CVE-2025-20055

CVE-2025-20055 is an OS command injection vulnerability (CWE-78) in the network storage servers STEALTHONE D220 and D340 provided by Y'S Corporation. Published on January 14, 2025, it carries a CVSS v3.1 base score of 9.8 (AV:N/AC:L/PR:N/UI:N/S:U/C:H/I:H/A:H), classifying it as critical due to its potential for severe impact.

The vulnerability can be exploited over the network by an attacker who can access the affected product, requiring low attack complexity, no privileges, and no user interaction.
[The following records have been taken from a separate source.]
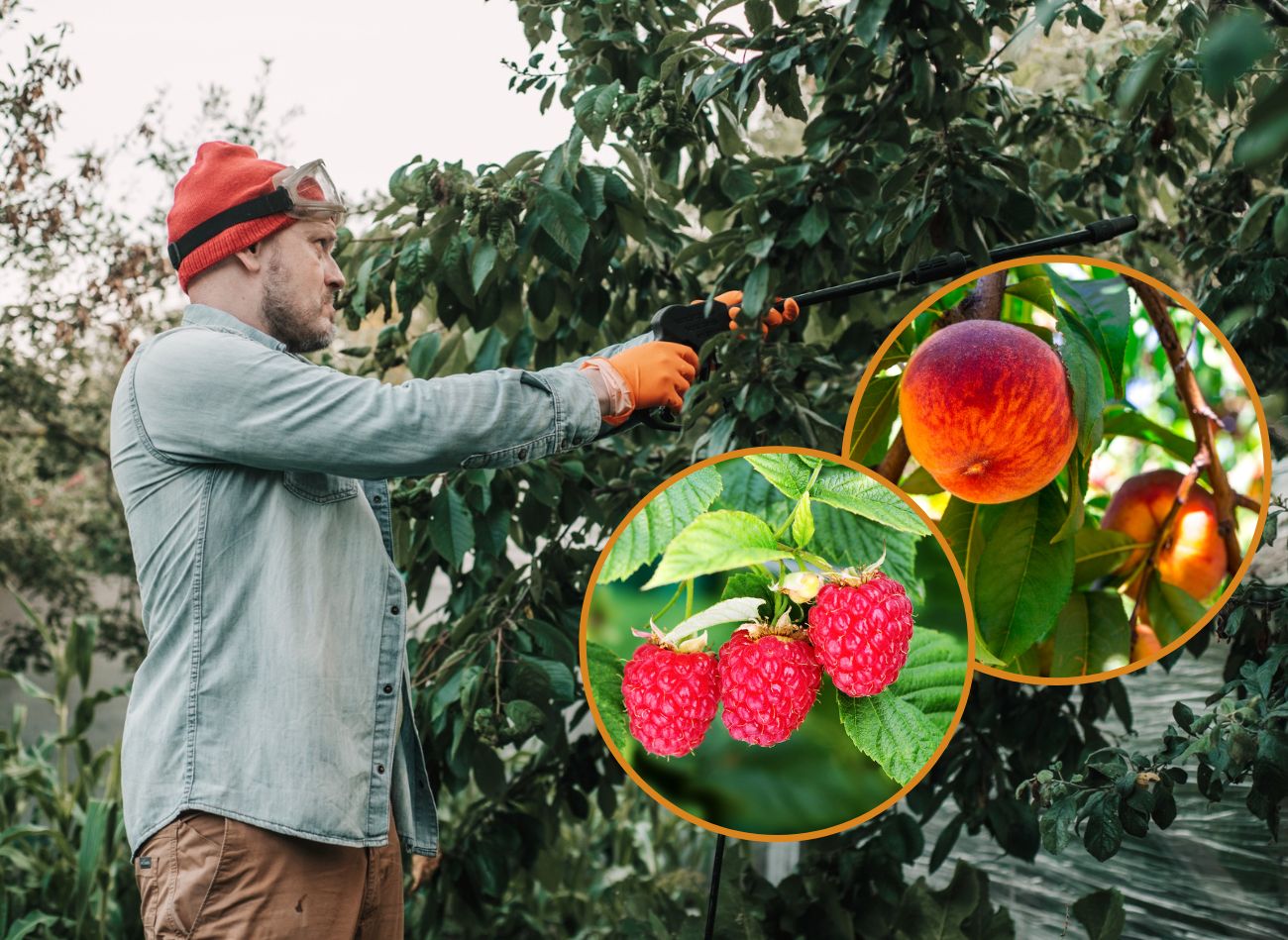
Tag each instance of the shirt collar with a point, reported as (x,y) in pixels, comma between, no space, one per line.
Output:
(201,314)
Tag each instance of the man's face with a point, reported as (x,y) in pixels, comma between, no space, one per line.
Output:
(300,281)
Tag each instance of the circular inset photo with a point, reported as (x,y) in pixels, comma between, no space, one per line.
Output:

Successful exploitation enables the execution of arbitrary OS commands, granting high-impact access to confidentiality, integrity, and availability of the system.

Advisories, including those from JVN at https://jvn.jp/en/vu/JVNVU99653331/, describe the issue in detail. Y'S Corporation has released firmware updates—version 6-03-03 for D220/D340 and v7-00-11 for D440—to mitigate the vulnerability, as noted at https://stealthone.net/product_info/d220-d340%e3%80%8cv6-03-03%e3%80%8d%e5%8f%8a%e3%81%b3d440%e3%80%8cv7-00-11%e3%83%95%e3%82%a1%e3%83%bc%e3%83%a0%e3%82%a6%e3%82%a7%e3%82%a2%e3%82%92%e3%83%aa%e3%83%aa%e3%83%bc%e3%82%b9%e8%87%b4/.